Grace, Mercy, and Help

We visited Abu Dhabi. We interviewed with church leaders, preached at the two churches sponsoring the church plant, and both churches confirmed our call. So, three years ago, we moved to Abu Dhabi. God gave us unusual grace for the move. And he poured out his mercy in quickly raising up Grace Church Abu Dhabi.

But it has not been easy. It was hard leaving our church. It is painful to be far from our children and parents. And church planting in this part of the world comes with unique challenges (on top of all of the typical challenges in planting a church).

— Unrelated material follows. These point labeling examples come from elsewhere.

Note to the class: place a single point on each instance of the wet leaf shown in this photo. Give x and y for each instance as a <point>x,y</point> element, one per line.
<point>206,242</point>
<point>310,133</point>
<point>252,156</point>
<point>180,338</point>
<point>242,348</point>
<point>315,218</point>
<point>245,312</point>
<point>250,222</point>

And yet God has met us in every difficulty. He has guided and helped us. He has given us outpourings of joy in him. He has strengthened believers, saved the lost, raised up a church, and brought glory to his name.

Dreams, Really?

We are not all called to the Middle East. But we are all called to ask God for guidance, and to be open to whatever guidance he chooses to give — including when he guides through dreams. If the thought of dreams like these seems strange to you, let me suggest a few steps.

First, read the stories in the Bible that I referenced at the beginning of this article in which God did give people dreams. Keep in mind that our Enlightenment-shaped Western societies teach us to be far more suspicious of dreams than Scripture does.

Second, pray and ask God to give you guidance, and ask him to use dreams if that would bring him the most glory.

Third, if you have a dream that seems significant, ask God to confirm that it was from him. Share it with close friends and church leaders, so they can pray about it with you. With regard to major directional decisions, like mine, dreams can be one merciful element in a process of discerning God’s guidance, but we should not take them as the only element.

Fourth, respond to the dream according to the wisdom God gives you.

All through the Bible we see God using dreams to lead his people:

  • Assuring Jacob of God’s presence (Genesis 28:12–16)
  • Revealing himself in a dream to Daniel (Daniel 2:19)
  • Comforting Joseph that Mary’s baby was from God (Matthew 1:20)
  • Protecting the wise men from Herod (Matthew 2:12)
  • Sending Paul to Macedonia (Acts 16:9)
  • Encouraging Paul to keep preaching in Corinth (Acts 18:9–11)

God still communicates to his people through dreams, and he very well might want to use dreams, in part, to lead you.